According to the group’s annual results for the 52 weeks ended 28 March 2026, the retailer’s revenue increased to R42.7 billion while operating profit rose 4.3% to R6.0 billion, reflecting resilient demand across its stores and continued gains against broader retail industry trends.
On average, the group generated about R16.4 million a day in operating profit, underscoring the scale and consistency of its core earnings power despite a competitive and cost-pressured trading environment.
Mr Price performance
“The group’s earnings in financial year 2026 were impacted by the expensing of all once-off transaction-related costs relating to the acquisition of Pegasus Group Holding GmbH which trades as the retail business of NKD Group GmbH (NKD), which became effective post year-end,” noted the retailer on Friday.
Group CEO, Mark Blair, said: “I am very proud of how our team has responded to the volatility experienced this year. The agility of our operating model and the strength of our value retailing DNA have enabled operating leverage in a challenging retail environment.
“We are confident in our ability to perform across economic cycles while continuing to deliver value to our customers.”
Mr Price gives back to shareholders
The results revealed that shareholders are earning slightly more per share, with stronger growth driven by underlying business performance rather than by the final reported accounting figures.
“Basic, headline and diluted headline earnings per share increased by 8.0%, 7.7% and 8.0%, respectively, on a normalised basis,” read the results.
“Basic, headline and diluted headline earnings per share of 1 449.5 cents, 1 453.9 cents and 1 411.8 cents, increased by 2.3%, 2.1% and 2.4%, respectively, on a statutory basis.”
Nearly 200 stores opened
Mr Price’s financial results showed that other revenue decreased by 1.9% to R1.3 billion due to lower interest rates impacting debtors’ interest during the period.
Group store sales increased by 4.4%, and online sales by 4.9%. “Customers continued to utilise the group’s omni-channel shopping offering with more than 55% of online orders being collected in store,” said the group. “Group unit sales increased by 0.5% with retail selling price (RSP) inflation of 3.8%.”
Mr Price opened 196 new stores across its 15 trading chains, increasing its total store footprint to 3 182 stores. Trading space increased by 3.6% on a weighted average basis.
New store returns remain healthy, and with South African customers continuing to favour in-store shopping, this channel remains a high-yielding avenue for capital deployment.
More accounts opened
According to the results, more people opened accounts with the group, leading to an increase in credit sales.
“Cash sales constituted 89.4% of group retail sales and increased 4.4%. Credit sales grew by 3.5%, supported by an 11.0% increase in new accounts approved,” said the retailer.
Consumers remained cautious in their credit utilisation as debt servicing levels remained high and in anticipation of an inflexion in the interest rate, which has now materialised following the 25bps increase at the end of May 2026.

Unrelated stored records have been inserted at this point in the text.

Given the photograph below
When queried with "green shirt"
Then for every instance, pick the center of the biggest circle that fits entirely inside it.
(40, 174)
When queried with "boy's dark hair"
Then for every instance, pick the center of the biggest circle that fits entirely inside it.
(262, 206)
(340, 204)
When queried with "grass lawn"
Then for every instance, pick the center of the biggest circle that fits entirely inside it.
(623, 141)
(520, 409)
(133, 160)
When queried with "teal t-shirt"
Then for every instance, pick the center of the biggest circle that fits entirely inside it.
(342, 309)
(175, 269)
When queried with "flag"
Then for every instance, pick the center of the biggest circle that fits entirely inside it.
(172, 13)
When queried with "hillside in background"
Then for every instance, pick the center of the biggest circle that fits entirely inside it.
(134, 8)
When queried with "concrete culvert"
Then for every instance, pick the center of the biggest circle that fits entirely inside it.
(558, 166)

“The group will continue to manage its credit book conservatively.”
Recovery in household spending
The retailer said its performance suggests that household disposable income showed early signs of recovery in 2025, indicating that consumers had slightly more financial breathing room than in previous periods.

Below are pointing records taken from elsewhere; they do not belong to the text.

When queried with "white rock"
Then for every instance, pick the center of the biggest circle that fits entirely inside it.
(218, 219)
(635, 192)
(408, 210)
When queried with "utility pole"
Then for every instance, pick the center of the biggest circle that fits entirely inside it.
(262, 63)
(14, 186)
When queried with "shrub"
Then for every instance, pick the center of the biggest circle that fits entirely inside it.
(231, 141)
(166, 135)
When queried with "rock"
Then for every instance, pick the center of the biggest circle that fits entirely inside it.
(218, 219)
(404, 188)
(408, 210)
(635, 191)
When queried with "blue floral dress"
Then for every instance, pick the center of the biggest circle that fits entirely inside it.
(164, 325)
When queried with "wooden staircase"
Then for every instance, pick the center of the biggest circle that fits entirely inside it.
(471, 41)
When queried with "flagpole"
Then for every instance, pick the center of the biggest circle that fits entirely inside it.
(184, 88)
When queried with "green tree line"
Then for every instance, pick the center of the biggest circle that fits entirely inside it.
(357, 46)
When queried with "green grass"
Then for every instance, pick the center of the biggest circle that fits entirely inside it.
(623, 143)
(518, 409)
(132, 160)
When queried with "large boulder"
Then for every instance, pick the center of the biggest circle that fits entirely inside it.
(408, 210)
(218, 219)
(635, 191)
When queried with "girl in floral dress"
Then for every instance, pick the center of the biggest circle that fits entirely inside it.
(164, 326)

However, external research suggests that this improvement did not immediately translate into stronger demand within the discretionary retail sector, which typically relies on non-essential consumer spending.
As previously reported, the group also faced a particularly strong comparative base in the second half of the financial year, with retail sales having grown by 9.9% in the prior period.
This elevated base was largely supported by increased consumer spending following withdrawals linked to the introduction of South Africa’s two-pot retirement system, which temporarily boosted retail activity and made year-on-year comparisons more challenging.